Gilead Sciences has the data it was hoping for in a pivotal trial of lenacapavir, an HIV drug that only needs to be dosed by subcutaneous injection every six months, keeping it on course for regulatory filings next year.

Lenacapavir (previously GS-6207) is the first in a new class of class HIV-1 capsid inhibitor that Gilead is hoping will eventually free patients from the need to take daily oral tablets, although initially it is being developed for patients who are failing their current treatment regimen.

The drug is also a key part of Gilead’s plans to defend its $16 billion HIV franchise from rivals which are also developing long-acting injectables, namely ViiV Healthcare with cabotegravir and Merck & Co’s islatravir (MK-8591).

The 36-patient CAPELLA trial tested lenacapavir in highly treatment-experienced HIV patients who had developed resistant to their current drugs, with virus levels rising as a result.

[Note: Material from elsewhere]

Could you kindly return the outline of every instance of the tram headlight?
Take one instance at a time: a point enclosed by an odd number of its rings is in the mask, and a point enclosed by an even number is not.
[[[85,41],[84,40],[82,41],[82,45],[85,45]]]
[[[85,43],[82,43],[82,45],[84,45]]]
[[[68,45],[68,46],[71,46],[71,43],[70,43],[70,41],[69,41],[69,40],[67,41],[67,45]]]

It found that 21 of 24 (88%) of patients on the capsid inhibitor experienced a 0.5 log10 reduction in viral load after 14 days, compared to two of 12 patients (17%) on placebo.

“We look forward to sharing data from longer-term follow-up of CAPELLA study participants next year and submitting these data for regulatory approval,” said the company’s head of virology Diana Brainard.

The FDA granted breakthrough designation to lenacapavir for the treatment of resistant HIV, which has become a niche part of the overall HIV market thanks to much-improved oral drug regimens in recent years.

In time, Gilead wants in time to extend the use of lenacapavir into additional and much larger indications, including the general HIV-positive population as well as for pre-exposure prophylaxis (PrEP) among people who have sex with HIV-positive partners.

Earlier this year Gilead added a lenacapavir arm to its planned prevention study in women at risk of HIV – which is being carried out to expand the label for Descovy after it was approved with a narrower PrEP indication than Truvada last year.

In parallel, Gilead is also planning to carry out a study of lenacapavir for HIV prevention in men and transgender people who have sex with men.

PrEP is already a big market for HIV drugs like its blockbuster brands Descovy (emtricitabine/tenofovir alafenamide) and Truvada (emtricitabine/tenofovir disoproxil fumarate), which accounted for around $1.5 billion and $3 billion of Gilead’s HIV sales last year.

Descovy’s approved indication excluded people who have receptive vaginal intercourse due to a lack of efficacy data in that population, and Gilead wants to shore up the label quickly as Truvada is facing the loss of patent protection. It is thought that around two-thirds of Truvada’s near-$3 billion in 2019 sales came from use as PrEP.

Expanding the use of lenacapavir into the broader population could be complex however as Gilead will need to find another long-acting drug that can be partnered with it to reduce the risk of resistance to the capsid inhibitor.